We report that outbred Hartley guinea pigs are susceptible to Borrelia burgdorferi. We recovered spirochetes from 57 of 60 (95%) guinea pigs inoculated when < or = 3 months of age. In contrast, animals inoculated when > or = 6 months of age were resistant to infection as defined by recovery of organisms at > or = 4 weeks postinoculation. Infection was widely disseminated: B. burgdorferi was recovered from 83% of bladders, 64% of knee joints, 57% of hearts, 48% of spleens, and 38% of spinal cords examined within 4 weeks of inoculation. Histopathologic changes were common in the heart (88%) (preferential involvement of perineural tissues near the annulus fibrosus) and bladder (76%) and were also noted in a minority of spinal cords (13%) and knee joints (9%). Western immunoblots demonstrated an immunoglobulin G response to B. burgdorferi, particularly to the 24-, 31- (OspA), 39-, and 41-kDa (flagellin) antigens.

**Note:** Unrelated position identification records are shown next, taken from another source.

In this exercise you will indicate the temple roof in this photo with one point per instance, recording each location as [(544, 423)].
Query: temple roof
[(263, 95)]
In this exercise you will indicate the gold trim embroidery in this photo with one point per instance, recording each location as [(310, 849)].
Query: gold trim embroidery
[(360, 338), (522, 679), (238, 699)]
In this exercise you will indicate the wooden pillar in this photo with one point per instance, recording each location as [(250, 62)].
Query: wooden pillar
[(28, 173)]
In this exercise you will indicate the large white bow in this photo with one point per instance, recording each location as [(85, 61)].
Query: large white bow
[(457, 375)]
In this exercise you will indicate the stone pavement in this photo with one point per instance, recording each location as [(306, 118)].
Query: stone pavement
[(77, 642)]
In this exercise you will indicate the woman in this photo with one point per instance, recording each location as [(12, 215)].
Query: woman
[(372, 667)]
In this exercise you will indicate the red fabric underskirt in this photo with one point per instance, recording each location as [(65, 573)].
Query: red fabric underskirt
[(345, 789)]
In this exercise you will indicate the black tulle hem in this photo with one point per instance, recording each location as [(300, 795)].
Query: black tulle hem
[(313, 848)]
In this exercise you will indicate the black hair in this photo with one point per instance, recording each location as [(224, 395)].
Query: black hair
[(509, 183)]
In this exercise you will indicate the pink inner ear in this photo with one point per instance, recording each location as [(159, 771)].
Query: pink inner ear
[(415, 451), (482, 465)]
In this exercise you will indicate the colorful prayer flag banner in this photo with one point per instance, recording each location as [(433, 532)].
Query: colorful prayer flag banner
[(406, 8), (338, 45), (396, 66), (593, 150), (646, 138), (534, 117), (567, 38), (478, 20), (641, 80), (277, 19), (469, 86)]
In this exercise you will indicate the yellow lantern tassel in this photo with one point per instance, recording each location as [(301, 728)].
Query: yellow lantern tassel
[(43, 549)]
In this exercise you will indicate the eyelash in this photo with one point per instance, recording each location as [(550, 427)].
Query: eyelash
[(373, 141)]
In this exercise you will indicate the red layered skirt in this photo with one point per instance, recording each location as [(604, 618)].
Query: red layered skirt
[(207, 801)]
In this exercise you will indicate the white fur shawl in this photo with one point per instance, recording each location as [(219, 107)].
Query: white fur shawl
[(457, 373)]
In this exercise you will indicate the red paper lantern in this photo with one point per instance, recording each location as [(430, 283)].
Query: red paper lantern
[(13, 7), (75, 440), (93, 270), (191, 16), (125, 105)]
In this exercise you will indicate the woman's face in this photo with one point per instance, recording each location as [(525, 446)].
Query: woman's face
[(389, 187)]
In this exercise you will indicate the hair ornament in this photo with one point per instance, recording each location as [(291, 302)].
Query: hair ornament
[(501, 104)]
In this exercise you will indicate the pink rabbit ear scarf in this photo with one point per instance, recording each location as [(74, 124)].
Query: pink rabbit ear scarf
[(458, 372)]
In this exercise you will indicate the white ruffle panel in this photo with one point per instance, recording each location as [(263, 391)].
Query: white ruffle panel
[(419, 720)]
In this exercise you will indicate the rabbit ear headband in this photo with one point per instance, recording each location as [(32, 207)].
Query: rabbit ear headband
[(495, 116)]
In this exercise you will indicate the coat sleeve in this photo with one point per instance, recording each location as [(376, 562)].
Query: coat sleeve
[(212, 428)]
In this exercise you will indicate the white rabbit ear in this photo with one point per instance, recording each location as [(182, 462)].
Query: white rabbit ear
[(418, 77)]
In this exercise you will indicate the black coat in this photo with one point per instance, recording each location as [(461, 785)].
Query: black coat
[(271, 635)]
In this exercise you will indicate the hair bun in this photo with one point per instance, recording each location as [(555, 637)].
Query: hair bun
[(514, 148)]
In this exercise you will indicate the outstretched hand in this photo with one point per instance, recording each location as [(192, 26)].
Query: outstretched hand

Infection was cleared from most tissues with the passage of time; spirochetes were recovered from 63% of tissues removed from guinea pigs at < or = 4 weeks after inoculation but from only 32% at > or = 8 weeks postinoculation (P < 0.001). An exception was the failure to clear spirochetes from infected knees, 90% of which were culture positive even when evaluated at > or = 8 weeks postinoculation. The guinea pig provides a new model useful for studying host-spirochete interactions in Lyme disease.